Disentangled Contrastive Image Translation for Nighttime Surveillance

paper_url: http://arxiv.org/abs/2307.05038
repo_url: None
paper_authors: Guanzhou Lan, Bin Zhao, Xuelong Li
for: 本研究旨在提高夜间监控质量，增强安全性。
methods: 本文提出了一种夜间监控到日间监控的翻译方法，包括一种学习物理约束（色彩不变），以及一种分离表示（auxiliary pretext task）。
results: 对比 existed 方法，本研究的方法在高精度翻译下表现出色，并且可以自动提取 semantics。

Abstract
Nighttime surveillance suffers from degradation due to poor illumination and arduous human annotations. It is challengable and remains a security risk at night. Existing methods rely on multi-spectral images to perceive objects in the dark, which are troubled by low resolution and color absence. We argue that the ultimate solution for nighttime surveillance is night-to-day translation, or Night2Day, which aims to translate a surveillance scene from nighttime to the daytime while maintaining semantic consistency. To achieve this, this paper presents a Disentangled Contrastive (DiCo) learning method. Specifically, to address the poor and complex illumination in the nighttime scenes, we propose a learnable physical prior, i.e., the color invariant, which provides a stable perception of a highly dynamic night environment and can be incorporated into the learning pipeline of neural networks. Targeting the surveillance scenes, we develop a disentangled representation, which is an auxiliary pretext task that separates surveillance scenes into the foreground and background with contrastive learning.

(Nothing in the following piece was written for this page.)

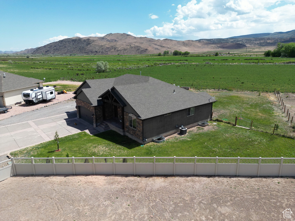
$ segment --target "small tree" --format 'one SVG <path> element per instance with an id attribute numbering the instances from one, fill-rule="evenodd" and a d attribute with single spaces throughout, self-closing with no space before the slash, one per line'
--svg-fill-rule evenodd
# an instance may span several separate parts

Such a strategy can extract the semantics without supervision and boost our model to achieve instance-aware translation. Finally, we incorporate all the modules above into generative adversarial networks and achieve high-fidelity translation. This paper also contributes a new surveillance dataset called NightSuR. It includes six scenes to support the study on nighttime surveillance. This dataset collects nighttime images with different properties of nighttime environments, such as flare and extreme darkness. Extensive experiments demonstrate that our method outperforms existing works significantly. The dataset and source code will be released on GitHub soon.

摘要
夜间监测受到质量下降的影响，主要是因为低光照和复杂的人工标注。这是一个安全风险。现有方法使用多spectral图像来感知夜间 объекts，但这些图像受到低分辨率和颜色缺失的限制。我们认为夜间监测的最终解决方案是夜晚到白天（Night2Day）翻译，它目的是在保持semantic相同性的前提下，将夜间监测场景翻译成白天场景。为此，本文提出了一种分解对比（DiCo）学习方法。Specifically，我们提出了一个学习可能的物理先验（color invariant），以稳定夜间场景中的高度动态环境，并将其integrated into neural networks的学习管道。Targeting Surveillance scenes，我们开发了一种分解表示（disentangled representation），它是一个auxiliary pretext task，通过对比学习，将surveillance scene分解成背景和前景。这种策略可以不supervision提取 semantics，并且提高我们的模型实现instancet-aware翻译。最后，我们将所有模块集成到生成对抗网络中，实现高效翻译。此外，我们还提供了一个新的监测 Datasetcalled NightSuR，它包括六个场景，以支持夜间监测的研究。这个数据集收集了不同夜间环境的夜间图像，例如炸彩和极暗。我们的方法在实验中表现出色，与现有方法相比，具有显著的优势。数据集和源代码将很快在 GitHub上发布。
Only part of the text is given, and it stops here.